Rural clients usually know about ticks and the diseases they carry. However, pet owners moving from urban areas to the country may not be as aware as they should be. Dog owners should have their pets tested using what's called a titer test, and take action to protect their pets from ticks.
If you walk through uncut fields, brush or other likely tick habitat, check your clothes and skin frequently for the tiny, crawling critters. Wear light-colored clothing to allow you to more easily see ticks. Treat clothing with a permethrin insecticide (dry before wearing) and protect exposed skin with a tick repellent. At the end of the day, perform a full-body inspection using a mirror.
Your veterinarian can recommend preventative measures to protect your pets.

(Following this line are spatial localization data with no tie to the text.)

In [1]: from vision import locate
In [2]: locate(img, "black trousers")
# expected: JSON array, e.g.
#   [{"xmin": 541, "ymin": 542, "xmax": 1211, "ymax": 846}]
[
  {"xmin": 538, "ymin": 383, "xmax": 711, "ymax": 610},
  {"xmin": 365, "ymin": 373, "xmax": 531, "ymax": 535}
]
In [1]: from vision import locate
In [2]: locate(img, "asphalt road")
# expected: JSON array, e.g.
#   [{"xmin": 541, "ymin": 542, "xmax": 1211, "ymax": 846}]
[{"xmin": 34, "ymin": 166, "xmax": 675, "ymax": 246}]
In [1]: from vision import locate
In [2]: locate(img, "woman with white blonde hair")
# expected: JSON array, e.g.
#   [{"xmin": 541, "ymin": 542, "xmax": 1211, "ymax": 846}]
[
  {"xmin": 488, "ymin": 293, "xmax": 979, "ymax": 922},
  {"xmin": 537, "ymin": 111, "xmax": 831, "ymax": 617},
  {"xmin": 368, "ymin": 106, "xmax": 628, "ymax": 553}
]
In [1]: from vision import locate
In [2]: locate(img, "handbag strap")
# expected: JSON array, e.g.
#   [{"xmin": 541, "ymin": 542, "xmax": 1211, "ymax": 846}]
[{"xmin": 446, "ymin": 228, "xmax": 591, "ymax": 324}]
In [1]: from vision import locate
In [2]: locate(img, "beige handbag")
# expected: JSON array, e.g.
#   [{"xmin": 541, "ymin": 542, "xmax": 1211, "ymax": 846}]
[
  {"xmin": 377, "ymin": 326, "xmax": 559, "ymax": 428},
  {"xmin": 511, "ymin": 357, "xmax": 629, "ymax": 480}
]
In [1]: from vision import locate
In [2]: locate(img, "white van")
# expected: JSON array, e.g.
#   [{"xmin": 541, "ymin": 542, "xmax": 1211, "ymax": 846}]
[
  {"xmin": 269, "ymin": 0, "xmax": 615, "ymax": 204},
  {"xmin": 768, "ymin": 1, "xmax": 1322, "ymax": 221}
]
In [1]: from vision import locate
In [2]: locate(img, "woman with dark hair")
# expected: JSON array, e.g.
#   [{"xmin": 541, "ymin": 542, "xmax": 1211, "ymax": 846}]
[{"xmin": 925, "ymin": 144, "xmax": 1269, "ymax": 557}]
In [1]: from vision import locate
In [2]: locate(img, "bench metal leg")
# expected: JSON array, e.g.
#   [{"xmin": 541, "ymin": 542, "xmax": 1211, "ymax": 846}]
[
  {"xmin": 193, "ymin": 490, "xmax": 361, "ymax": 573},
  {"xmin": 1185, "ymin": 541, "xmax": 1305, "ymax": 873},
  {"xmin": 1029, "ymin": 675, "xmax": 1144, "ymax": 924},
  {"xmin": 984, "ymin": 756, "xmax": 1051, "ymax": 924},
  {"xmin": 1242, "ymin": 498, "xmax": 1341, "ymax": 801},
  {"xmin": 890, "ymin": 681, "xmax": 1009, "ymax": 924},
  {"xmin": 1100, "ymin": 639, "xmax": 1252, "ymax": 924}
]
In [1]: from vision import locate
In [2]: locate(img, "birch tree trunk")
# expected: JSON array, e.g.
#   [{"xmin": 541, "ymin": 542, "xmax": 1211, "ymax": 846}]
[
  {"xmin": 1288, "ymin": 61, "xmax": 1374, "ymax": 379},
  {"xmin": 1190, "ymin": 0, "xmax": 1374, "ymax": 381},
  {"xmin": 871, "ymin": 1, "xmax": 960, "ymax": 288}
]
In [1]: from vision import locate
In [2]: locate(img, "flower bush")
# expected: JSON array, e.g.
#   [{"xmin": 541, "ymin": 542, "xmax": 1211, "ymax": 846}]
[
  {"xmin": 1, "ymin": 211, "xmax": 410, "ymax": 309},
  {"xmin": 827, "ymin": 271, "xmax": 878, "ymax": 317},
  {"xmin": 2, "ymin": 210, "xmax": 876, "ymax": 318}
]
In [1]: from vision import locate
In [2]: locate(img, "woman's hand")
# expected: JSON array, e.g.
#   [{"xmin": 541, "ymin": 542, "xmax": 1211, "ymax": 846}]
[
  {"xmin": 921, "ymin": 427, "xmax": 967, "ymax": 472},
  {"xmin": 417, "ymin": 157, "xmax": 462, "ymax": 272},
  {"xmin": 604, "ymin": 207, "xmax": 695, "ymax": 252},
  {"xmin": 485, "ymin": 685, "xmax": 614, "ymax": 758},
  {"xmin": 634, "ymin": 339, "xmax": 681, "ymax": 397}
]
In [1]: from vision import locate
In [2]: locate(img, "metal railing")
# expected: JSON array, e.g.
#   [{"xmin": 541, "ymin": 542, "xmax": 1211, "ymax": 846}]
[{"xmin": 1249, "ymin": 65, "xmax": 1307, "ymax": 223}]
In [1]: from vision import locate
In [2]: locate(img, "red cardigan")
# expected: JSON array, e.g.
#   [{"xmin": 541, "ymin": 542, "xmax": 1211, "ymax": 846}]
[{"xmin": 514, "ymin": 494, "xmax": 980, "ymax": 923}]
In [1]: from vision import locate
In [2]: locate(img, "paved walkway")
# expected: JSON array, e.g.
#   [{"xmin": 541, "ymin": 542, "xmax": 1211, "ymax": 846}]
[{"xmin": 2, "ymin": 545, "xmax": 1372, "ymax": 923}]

You can reduce the number of ticks in your yard by keeping your lawn cut short and edges trimmed. Remove brush and leaf litter to allow sunlight to reach the ground. Woodpiles are prime locations for ticks. To prevent infestation, wood should be neatly stacked off the ground in a dry location. If chemical control becomes necessary, use appropriate products according to label directions.
If personal and home security precautions are followed, you can protect your family, your pets and yourself against tick attack. Recognizing ticks and applying proper first aid if bitten will lessen the chance of contracting tick-borne disease. Knowing the early symptoms of disease and seeking appropriate medical assistance reduces the potential for debilitating complications. All of us should take tick bites seriously, but we should not let the presence of ticks and their diseases in our environment prevent us from enjoying Missouri's great outdoors.